From the 23rd-30th, she started with word finding issues, decreased cognitive abilities, and excessive worry. She mentioned having headaches during this times. She felt she was “getting stupid…going crazy…retarded”.

She “passed out” twice on June 30th. She looked as if she wasn’t feeling well, stood up, talked to someone, then she became woozy, held onto a table, went down to a seated position, her eye lids began fluttering, then she fell backwards and hit her head on the floor.

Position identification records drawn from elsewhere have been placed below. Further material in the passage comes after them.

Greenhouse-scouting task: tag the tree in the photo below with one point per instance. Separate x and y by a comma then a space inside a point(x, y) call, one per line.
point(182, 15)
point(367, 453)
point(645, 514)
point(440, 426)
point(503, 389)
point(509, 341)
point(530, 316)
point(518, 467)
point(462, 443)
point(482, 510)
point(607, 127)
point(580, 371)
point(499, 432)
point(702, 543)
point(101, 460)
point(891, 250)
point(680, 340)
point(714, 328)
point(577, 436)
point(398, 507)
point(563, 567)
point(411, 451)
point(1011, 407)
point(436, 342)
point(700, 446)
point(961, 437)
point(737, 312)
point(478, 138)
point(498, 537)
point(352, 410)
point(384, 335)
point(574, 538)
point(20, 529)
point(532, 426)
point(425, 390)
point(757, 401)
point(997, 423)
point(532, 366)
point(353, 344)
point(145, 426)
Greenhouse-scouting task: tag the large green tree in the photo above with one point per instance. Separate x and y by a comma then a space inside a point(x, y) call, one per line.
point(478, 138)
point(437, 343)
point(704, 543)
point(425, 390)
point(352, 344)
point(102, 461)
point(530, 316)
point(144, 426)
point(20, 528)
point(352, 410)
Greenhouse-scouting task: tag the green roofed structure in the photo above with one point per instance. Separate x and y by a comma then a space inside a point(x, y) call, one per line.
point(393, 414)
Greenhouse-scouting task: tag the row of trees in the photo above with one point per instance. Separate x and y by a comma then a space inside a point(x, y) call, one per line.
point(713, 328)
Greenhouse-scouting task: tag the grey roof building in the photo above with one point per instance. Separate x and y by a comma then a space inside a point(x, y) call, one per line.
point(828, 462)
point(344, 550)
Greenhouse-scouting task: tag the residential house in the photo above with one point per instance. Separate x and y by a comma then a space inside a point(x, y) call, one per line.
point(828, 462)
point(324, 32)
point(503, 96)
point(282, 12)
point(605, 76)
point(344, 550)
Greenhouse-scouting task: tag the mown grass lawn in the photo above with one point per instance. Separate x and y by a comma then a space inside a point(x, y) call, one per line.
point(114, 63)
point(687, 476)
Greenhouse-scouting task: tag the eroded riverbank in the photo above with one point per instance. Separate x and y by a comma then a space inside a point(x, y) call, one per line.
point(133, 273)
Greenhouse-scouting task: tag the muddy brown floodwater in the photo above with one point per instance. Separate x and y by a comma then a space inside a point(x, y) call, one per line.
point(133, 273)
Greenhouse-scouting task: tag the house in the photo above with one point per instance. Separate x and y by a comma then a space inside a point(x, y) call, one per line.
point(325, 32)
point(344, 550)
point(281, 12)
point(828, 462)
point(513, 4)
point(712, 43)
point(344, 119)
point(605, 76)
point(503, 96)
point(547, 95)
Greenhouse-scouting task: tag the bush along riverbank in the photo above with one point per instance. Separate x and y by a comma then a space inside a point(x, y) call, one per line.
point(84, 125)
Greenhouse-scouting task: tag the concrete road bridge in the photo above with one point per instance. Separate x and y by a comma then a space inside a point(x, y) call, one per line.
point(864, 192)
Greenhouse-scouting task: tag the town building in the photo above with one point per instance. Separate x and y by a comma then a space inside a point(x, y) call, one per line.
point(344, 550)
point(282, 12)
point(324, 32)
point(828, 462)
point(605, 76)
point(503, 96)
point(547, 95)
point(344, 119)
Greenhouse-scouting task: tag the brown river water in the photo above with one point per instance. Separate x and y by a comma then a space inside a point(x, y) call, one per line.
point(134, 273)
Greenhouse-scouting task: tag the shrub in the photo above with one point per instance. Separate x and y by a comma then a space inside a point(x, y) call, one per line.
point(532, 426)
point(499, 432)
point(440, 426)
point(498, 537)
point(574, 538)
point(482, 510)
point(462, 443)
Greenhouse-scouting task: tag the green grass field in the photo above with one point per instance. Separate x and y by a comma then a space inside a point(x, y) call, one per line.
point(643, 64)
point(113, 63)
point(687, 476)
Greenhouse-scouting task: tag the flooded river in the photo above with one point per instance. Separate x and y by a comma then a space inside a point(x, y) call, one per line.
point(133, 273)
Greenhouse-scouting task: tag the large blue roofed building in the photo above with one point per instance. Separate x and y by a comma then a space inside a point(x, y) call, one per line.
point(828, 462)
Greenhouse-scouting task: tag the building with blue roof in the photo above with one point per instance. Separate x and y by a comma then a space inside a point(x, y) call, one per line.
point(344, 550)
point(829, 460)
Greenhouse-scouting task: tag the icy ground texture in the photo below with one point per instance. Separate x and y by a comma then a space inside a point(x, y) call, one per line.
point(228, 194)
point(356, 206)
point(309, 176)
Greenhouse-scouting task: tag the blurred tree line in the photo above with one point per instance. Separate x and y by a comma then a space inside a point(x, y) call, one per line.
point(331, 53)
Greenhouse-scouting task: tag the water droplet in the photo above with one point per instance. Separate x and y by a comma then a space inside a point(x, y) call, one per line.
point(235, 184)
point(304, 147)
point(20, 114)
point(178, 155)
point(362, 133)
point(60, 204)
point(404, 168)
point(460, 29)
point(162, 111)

On July 2nd, she was unable to process verbally any longer and we took her to the ER at our local hospital. She kept saying “Stop. Quit.” when anyone was talking. She was admitted for 2 ½ days with what they called “expressive aphasia”. They ran blood work, did MRI's, CT scans, and EEGs. They took her off her birth control (Ocella) and discharged her on July 4th. The neurologist prescribed Trileptal for “possible” seizures in the left temporal lobe. She was unable to verbalize the name of certain objects, but could point out an object when asked. The neurologist suggested a psychiatrist. During the visit to the psychiatrist, she repeated his actions, but did not speak much. The psychiatrist said that her symptoms were not psychiatric and referred us back to the neurologist.

The 4th-9th, we attempted to piece the past month or so together to find out what may have happened. Early in June, we travelled to the Outer Banks of North Carolina for a week-long vacation. The 2nd day there she had a high grade fever which made her “feel fat”, so she took Tylenol Cold, went to sleep, and felt slightly better the next day. My son was ill with a high fever as well at home and recovered quickly. Also, she had symptoms of swimmers ear, cut her foot in the ocean on a shell or something, and was bitten multiple times by sand flies at Ocracoke. During the following weeks, she had been fishing and had ticks on her (no longer than a few minutes and none buried). On the 23rd, she went to an amusement park and that’s when the noticeable symptoms began (verbal problems and frustration). At one point, she said she felt like she took on too much and “tried to grow up too fast”.

By July 9th, she was acting very strange that we took her to the ER again. We realized later that she was severely sleep deprived. The neurological exam was deemed normal and the psychiatric exam was horrendous. The resident that saw her had a foreign accent and was hurling questions from a close distance.  She was admitted to a psychiatric ward.  Thankfully, the psychiatrist was dual trained in Neuro and Psych and after medicating her to sleep for 2 days, he evaluated her with our presence. She would only answer short phrased questions with one-word answers and she could not complete the word correctly. The psychiatrist determined that this was organic in nature and sent her back to neurology for further evaluation.  She was placed on 1000-1500 mg of Depakote.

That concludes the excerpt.